Two candidates running in Iran’s presidential election this year, Mohsen Rezai and Ali Akbar Velayati, stand accused of planning the bombing. Rezai, currently Iran’s secretary of the Expediency Council, is wanted by Interpol in the case.
“This report shows clearly that the 1994 AMIA bombing was not an isolated event, but rather that it was part of a larger and still ongoing scheme by the Iranian regime and its proxies to expand their influence in the Western Hemisphere and threaten U.S. security interests in the region,” Rep. Ileana Ros-Lehtinen (R-Fla.) said today of the indictment.
“This indictment reaffirms the fact that Iran’s dual use of diplomatic and cultural offices is utilized to deepen its infiltration into the Hemisphere,” she added. “In particular, the indictment implicates the fugitive Mohsen Rabbani, the mastermind behind the AMIA bombing, as the primary coordinator of Iran’s nefarious activities in the region.”

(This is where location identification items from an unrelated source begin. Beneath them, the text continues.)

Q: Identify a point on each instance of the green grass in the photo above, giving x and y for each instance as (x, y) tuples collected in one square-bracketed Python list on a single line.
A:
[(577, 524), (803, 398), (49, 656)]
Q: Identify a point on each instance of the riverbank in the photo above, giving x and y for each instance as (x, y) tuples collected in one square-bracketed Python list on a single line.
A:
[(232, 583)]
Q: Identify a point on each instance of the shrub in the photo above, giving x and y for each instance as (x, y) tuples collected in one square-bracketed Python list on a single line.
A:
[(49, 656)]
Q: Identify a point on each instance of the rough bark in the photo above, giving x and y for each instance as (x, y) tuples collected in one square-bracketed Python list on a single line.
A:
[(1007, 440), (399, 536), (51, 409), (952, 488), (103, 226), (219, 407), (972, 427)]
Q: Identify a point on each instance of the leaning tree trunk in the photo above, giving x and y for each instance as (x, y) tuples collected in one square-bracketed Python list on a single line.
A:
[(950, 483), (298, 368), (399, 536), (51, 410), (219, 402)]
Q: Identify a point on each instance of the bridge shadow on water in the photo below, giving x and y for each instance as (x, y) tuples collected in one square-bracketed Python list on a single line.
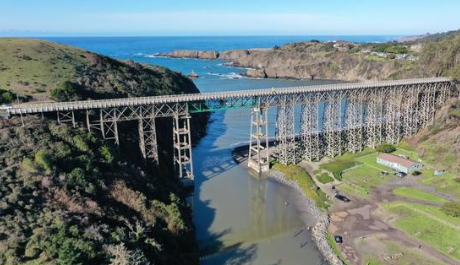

The indictment notes as another example of Iran’s reach the 2010 conviction of two Guyanese men for conspiring to carry out a terrorist attack on JFK airport in New York.
“These are sleeper cells. They have activities you wouldn’t imagine,” Nisman said when he unveiled his indictment, backed up by a massive file of evidence. “Sometimes they die having never received the order to attack.”
Ros-Lehtinen, chairwoman of the House Foreign Affairs Middle East and North Africa Subcommittee, invited Nisman to come to Washington “to educate Congress and this administration on the real threats that Iran and its proxies pose to the U.S. and our hemisphere.”
“I urge this administration and all responsible nations in the region to dedicate their law enforcement and counterterrorism efforts to rooting out this grave threat once and for all,” she added.